E aí estava eu, compenetrado na fila do caixa, no supermercado, com minhas comprinhas semanais quando uma mulher, ao me ver, corre para um abraço. Era uma antiga colega de trabalho. Cabelos curtos e branquinhos, apesar de bem mais jovem que eu e, por isso, quase não a reconheci. Ele percebeu, riu e desculpou-se. “Sou tua fã”, justificando o gesto. Explicou que trata problemas de saúde e, das coisas boas nesse período de recuperação, inclui meus textos e fotos, “sempre originais” que ela curte nas redes sociais.
Eu ri, porque naquele momento, eu pensava justamente em reduzir as publicações de pouca leitura no Facebook. As pessoas querem textos curtos, postagens que exigem pouca ou nenhuma reflexão. Eu não me sinto um filósofo, apenas um jornalista muito observador das coisas que rodeiam. O foco ainda é o leitor de jornal, que ainda curte uma crônica bem humorada, ou que lhe estimule a emoção sem ser piegas ou odioso. Um alívio ao noticiário sempre duro e, se bem feito, fiel à realidade.
Seguimos nossas rotinas, às vezes aos trancos, porque coisas ou energias nos perturbam. É a sensação de abandono, de ninguém me ama, ou sonhos craquelados que podem resultar em um involuntário desânimo. Esse colega, com seus cabelos brancos e um olhar muito diferente da atitude dos dias passados, trocou o perfil “eu-sei-tudo” por uma humildade defensiva contra o retorno de energias ruins. Em nossos dias de trabalho, seguidamente ela reclamava do meu jeito de atuar. Mas não o fazia para mim, a coisa acontecia naquele mecanismo de fofoca, criando um clima esquisito na equipe.

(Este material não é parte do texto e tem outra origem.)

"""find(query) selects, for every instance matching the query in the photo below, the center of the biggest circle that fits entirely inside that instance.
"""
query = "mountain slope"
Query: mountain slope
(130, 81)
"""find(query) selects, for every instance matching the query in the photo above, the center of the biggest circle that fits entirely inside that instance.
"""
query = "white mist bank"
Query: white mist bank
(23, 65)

Eu sempre soube filtrar essas correntes – os grupinhos – formados às vezes de forma defensiva quando percebem o sucesso de alguém, isoladamente mas que, no meu caso, nunca deixei de compartilhar méritos. Cada matéria que resultava em pauta positiva na mídia, tinha a resposta de um silêncio ciumento na sala de trabalho. Mas eu nunca fiquei chateado com isso e, quando a vi, ali convalescendo de um mal muito maior, não deixei me levar pela indiferença. A convidei para uma discussão de bobagens e fofocas, em uma boa cafeteria.
Os comentários maldosos do passado, como sempre, foram vencidos pela verdade de quem nada tem a esconder. E se eu puder ajudar essa que, afastada do espaço profissional, passou a admirar minha escrita, o farei sem ranço ou falsidade. Estamos aí para abrir mão da energia ruim e, quem sabe, no meu caso, agradecer. Poderão me dizer que ela, outra vez, agiu na base da falsidade. Mas aí, vejam bem, continuará sem me atingir e aos poucos, quem sabe, ajudará outra pessoa filtrada por amarguras, a adoçar a conversa na sinceridade. Essa, a virtude exclusiva daqueles que aprenderam em um mundo de tanta fabulação trouxa.